As prioridades do Governo

O Chega vai continuar a influenciar a agenda politica e, consequentemente, mediática.

Pensar. Agir. Comunicar. Gerir as reações das decisões. São estas as principais fases da governação. No passado, estes ciclos aconteciam em momentos distintos da linha do tempo. Tal não é mais possível. Mudou a forma como é balizada a acção política. Mudou principalmente o grau de exigência dos cidadãos em relação aos eleitos.

Com o novo Governo plenamente em funções, a atenção da sociedade portuguesa está voltada para as medidas que implicam directamente com o nível e a qualidade de vida dos cidadãos.

Luís Montenegro no musculado discurso da tomada de posse anunciou reuniões em sede parlamentar com o objetivo de promover uma agenda ambiciosa de combate à corrupção. A intenção é meritória. Está instalada a ideia de que o Estado – administrações central e local – funciona sob uma teia de corrupção que percorre diferentes níveis de decisores. No entanto, quando se pede aos portugueses que identifiquem os principais problemas que querem ver resolvidos, a corrupção não surge nos primeiros lugares. Assim como também não têm caráter de urgência as chamadas ‘questões da vida’, tão referenciadas esta semana. Na avaliação dos portugueses, o sentimento de prioridade tem três dimensões:

  1. Salários. Todos reconhecem que é necessário um choque de rendimentos. Pela via do crescimento económico, a expectativa de melhoria carece de muito tempo. Com os impactos negativos da situação internacional ao nível de inflação e de juros, como oportunamente assinalou Marcelo Rebelo de Sousa na tomada de posse do Governo, dificilmente serão encontradas soluções numa janela temporal razoável. A alternativa é provocar o aumento dos rendimentos das famílias e dos jovens por via fiscal. Há mais de 10 anos que ouvimos falar dos ‘mileuristas’: os jovens com formação superior e que auferem uma média de 1000 euros por mês. Uma década depois, pouco ou nada se avançou. Alternativa: emigração.
  2. Impostos. Poderá existir uma intervenção nos escalões do IRS que contemplem a classe média baixa, aqueles Portugueses que mais poder de compra perderam nos últimos anos.
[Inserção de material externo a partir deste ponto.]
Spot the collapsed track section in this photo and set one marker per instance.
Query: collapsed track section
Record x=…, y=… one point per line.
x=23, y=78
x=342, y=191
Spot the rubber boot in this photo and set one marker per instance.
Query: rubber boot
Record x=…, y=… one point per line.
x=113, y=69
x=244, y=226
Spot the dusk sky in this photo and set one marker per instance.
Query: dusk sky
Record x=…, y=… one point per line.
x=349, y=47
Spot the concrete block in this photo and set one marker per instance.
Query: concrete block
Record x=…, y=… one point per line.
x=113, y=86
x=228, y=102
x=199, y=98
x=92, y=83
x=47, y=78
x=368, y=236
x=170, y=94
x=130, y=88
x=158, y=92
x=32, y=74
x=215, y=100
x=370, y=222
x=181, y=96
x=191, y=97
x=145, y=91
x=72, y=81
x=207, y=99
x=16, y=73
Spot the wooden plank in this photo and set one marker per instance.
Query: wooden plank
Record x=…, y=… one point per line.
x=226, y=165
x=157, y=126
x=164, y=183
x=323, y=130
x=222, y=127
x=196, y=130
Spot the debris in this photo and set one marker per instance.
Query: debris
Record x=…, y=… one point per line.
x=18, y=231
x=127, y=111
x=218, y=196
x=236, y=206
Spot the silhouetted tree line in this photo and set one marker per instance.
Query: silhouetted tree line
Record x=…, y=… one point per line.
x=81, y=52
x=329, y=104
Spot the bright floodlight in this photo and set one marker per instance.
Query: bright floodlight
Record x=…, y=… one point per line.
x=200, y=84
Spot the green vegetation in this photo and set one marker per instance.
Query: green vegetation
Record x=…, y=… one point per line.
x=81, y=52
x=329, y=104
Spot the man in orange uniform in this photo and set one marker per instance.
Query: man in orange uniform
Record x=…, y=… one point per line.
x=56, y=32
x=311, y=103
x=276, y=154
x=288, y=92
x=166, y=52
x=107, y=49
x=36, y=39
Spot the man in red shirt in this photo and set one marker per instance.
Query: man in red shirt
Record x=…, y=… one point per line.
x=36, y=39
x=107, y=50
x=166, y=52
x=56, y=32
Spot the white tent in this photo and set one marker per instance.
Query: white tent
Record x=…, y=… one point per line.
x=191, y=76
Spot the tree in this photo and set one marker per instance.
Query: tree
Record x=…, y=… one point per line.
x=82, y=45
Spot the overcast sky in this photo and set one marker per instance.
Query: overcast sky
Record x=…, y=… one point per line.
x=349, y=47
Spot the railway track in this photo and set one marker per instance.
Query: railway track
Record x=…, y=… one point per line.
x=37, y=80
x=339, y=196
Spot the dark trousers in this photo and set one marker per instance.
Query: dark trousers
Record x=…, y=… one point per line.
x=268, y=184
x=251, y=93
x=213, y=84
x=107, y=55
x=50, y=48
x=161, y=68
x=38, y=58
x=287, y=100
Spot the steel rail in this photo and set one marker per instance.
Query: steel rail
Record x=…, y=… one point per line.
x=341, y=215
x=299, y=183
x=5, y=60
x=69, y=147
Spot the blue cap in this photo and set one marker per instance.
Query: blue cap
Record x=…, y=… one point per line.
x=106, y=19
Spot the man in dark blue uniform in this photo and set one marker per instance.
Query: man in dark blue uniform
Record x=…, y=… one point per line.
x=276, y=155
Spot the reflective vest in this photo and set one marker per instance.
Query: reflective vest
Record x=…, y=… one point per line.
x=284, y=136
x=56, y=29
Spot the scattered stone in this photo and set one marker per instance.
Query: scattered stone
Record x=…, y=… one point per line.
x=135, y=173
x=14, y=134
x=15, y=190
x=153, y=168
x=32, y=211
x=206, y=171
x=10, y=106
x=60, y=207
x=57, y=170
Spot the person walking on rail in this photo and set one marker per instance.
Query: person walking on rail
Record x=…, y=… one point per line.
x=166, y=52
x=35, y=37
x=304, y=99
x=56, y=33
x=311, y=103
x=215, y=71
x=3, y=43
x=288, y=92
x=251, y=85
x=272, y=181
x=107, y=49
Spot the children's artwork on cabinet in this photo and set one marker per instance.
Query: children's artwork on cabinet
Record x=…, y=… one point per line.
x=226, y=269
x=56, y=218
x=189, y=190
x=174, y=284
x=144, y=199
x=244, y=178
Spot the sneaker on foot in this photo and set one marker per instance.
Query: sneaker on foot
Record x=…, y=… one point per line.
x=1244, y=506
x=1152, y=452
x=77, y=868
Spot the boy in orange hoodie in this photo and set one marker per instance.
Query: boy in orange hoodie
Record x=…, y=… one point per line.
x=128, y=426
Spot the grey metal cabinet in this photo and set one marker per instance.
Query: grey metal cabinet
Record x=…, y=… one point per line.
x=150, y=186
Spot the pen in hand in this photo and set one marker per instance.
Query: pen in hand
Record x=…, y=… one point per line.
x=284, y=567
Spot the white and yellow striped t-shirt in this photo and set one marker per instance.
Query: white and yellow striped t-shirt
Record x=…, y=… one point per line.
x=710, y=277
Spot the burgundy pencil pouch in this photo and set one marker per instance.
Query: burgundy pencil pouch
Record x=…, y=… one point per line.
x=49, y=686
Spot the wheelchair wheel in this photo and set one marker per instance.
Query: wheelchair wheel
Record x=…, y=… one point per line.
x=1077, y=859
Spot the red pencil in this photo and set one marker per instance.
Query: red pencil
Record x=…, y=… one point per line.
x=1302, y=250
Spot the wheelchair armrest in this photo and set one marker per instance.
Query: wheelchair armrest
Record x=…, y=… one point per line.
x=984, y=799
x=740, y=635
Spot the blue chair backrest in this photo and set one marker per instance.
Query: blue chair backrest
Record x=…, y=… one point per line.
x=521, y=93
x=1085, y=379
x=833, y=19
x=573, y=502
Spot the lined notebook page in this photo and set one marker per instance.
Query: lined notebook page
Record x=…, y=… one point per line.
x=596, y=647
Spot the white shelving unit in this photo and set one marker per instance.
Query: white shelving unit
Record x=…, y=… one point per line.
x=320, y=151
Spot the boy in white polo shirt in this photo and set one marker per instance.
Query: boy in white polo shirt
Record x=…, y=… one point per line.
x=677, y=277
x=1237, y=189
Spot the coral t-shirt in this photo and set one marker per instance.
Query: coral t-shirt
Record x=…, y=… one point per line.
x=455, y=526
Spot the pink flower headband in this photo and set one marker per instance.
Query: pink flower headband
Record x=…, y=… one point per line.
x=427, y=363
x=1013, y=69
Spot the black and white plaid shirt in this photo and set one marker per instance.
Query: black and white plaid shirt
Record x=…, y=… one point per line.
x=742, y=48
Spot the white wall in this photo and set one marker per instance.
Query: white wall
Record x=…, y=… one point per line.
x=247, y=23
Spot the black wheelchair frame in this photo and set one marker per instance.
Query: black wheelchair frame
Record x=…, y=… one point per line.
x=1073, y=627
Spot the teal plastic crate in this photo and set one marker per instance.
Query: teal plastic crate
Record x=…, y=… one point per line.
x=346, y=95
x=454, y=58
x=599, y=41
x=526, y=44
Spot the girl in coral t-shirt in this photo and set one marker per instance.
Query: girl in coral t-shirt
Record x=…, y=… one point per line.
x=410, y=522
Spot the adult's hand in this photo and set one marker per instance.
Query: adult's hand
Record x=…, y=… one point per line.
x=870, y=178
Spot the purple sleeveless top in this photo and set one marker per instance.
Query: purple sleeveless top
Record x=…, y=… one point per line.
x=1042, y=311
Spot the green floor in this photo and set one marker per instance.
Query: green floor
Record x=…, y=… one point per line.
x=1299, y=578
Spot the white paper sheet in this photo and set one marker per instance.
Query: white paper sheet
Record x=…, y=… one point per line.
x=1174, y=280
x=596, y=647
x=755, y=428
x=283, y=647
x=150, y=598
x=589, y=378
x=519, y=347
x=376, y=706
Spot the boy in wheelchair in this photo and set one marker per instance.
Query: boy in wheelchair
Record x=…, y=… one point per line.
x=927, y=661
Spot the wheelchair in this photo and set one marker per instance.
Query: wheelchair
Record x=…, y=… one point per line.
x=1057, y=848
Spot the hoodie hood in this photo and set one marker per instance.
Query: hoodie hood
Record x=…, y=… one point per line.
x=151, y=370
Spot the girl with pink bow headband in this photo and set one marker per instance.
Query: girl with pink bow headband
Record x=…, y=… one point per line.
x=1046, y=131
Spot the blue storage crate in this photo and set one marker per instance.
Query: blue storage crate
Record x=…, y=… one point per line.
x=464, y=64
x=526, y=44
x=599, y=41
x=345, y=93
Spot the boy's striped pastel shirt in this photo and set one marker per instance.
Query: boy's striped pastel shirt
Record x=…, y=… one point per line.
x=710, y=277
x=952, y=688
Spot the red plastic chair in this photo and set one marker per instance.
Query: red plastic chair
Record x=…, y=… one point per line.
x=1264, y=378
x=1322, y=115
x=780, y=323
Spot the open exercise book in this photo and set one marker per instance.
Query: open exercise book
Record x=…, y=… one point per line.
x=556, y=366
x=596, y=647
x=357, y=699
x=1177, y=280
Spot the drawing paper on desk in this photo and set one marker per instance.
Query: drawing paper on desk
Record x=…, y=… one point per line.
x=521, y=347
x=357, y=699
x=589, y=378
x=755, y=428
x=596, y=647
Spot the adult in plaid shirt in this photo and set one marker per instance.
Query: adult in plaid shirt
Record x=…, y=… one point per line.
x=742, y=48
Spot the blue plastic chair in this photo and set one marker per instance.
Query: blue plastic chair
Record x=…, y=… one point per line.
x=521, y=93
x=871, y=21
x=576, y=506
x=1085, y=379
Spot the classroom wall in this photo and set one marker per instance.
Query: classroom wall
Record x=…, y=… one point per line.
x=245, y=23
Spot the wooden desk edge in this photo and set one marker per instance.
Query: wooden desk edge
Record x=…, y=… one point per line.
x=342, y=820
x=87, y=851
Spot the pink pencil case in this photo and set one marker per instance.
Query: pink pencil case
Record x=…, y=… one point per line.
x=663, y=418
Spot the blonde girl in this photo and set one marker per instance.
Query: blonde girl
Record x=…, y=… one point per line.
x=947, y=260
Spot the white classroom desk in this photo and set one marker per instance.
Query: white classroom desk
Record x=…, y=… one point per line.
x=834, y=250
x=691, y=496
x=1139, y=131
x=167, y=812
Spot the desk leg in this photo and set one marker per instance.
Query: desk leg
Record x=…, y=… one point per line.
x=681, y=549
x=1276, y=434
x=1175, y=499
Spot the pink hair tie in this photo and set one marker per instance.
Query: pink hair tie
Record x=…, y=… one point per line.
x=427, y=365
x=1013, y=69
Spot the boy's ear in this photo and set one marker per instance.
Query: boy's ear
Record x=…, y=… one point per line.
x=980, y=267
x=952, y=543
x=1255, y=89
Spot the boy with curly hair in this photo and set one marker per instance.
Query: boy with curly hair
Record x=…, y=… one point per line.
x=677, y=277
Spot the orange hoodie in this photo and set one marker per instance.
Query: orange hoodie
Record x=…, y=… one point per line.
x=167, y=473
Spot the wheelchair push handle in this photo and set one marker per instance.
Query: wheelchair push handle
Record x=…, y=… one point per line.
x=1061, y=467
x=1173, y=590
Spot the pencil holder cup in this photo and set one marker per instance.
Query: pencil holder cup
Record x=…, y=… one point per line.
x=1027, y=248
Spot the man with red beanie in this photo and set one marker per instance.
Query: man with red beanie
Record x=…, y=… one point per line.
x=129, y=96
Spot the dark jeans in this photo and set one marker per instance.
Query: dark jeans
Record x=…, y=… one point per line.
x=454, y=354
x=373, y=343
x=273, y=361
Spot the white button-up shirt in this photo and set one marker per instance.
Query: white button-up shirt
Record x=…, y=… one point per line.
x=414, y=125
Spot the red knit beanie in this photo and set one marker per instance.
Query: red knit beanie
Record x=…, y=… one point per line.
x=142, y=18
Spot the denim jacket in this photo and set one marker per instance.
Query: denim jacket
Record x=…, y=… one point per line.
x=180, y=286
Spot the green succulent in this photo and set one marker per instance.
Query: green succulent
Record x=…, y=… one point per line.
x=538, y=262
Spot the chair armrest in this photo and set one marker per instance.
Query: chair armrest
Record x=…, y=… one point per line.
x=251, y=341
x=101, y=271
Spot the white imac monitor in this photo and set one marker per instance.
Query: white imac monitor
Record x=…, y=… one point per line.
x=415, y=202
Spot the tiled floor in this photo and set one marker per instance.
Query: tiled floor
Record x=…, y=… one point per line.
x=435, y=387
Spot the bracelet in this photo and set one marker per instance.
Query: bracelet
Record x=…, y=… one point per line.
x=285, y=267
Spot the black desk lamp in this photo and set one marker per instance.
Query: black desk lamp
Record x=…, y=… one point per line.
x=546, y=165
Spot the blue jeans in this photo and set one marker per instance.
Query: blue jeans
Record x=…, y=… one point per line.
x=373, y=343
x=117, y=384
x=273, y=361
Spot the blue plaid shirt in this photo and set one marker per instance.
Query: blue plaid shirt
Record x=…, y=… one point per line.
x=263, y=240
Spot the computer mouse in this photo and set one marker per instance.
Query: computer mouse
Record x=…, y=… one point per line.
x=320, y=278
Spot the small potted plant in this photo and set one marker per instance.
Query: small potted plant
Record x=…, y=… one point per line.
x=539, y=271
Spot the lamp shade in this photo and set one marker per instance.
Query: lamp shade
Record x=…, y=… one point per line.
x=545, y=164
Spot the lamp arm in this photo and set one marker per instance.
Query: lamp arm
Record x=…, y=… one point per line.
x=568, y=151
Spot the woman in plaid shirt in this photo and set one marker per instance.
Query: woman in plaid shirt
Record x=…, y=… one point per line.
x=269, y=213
De igual modo, espera-se, como prometido na campanha eleitoral, alterações em sede de IRC, mas no prazo de uma legislatura. Uma incerteza, portanto, já que ninguém arrisca dizer qual será a duração do atual Governo.
  3. Serviços públicos. Em todos os inquéritos de opinião, a saúde é o setor apontado como o que mais preocupa os Portugueses. Quando falamos da saúde, referimo-nos ao SNS – Serviço Nacional de Saúde que este ano comemora 45 anos de existência. Aguarda-se com expectativa as decisões que irão ser tomadas no âmbito do plano de emergência anunciado para os primeiros 2 meses do governo.

Sendo assim, este Governo não tem estado de graça quer pelo lado da oposição, quer por fatores não controláveis como as declarações sobre a família produzidas por Pedro Passos Coelho, que foram objetivamente um embaraço para o PSD em razão de sublinharem um pensamento que está próximo do Chega mas distante do PSD.

Quanto à oposição, o Chega vai continuar a influenciar a agenda politica e, consequentemente, mediática. O PS vai procurar ficar associado às decisões por natureza populares que o Governo vai implementar, valorizando as carreiras da administração pública de acordo com as promessas eleitorais. A carta enviada esta semana por Pedro Nuno Santos a Luís Montenegro é a demonstração de que o Partido Socialista está disponível para um orçamento retificativo que o coloque na posição de que os ‘louros’ também são seus.

É nestas múltiplas frentes que o Governo se movimenta, pensando, agindo e gerindo as reações dos seus atos e as movimentações da oposição e dos ‘seus’.

No dia 11 de março, a correspondente do jornal El País em Lisboa escreveu: «Há seis meses, somente Montenegro parecia acreditar em Montenegro ». Há palavras que bem podem ser premonitórias.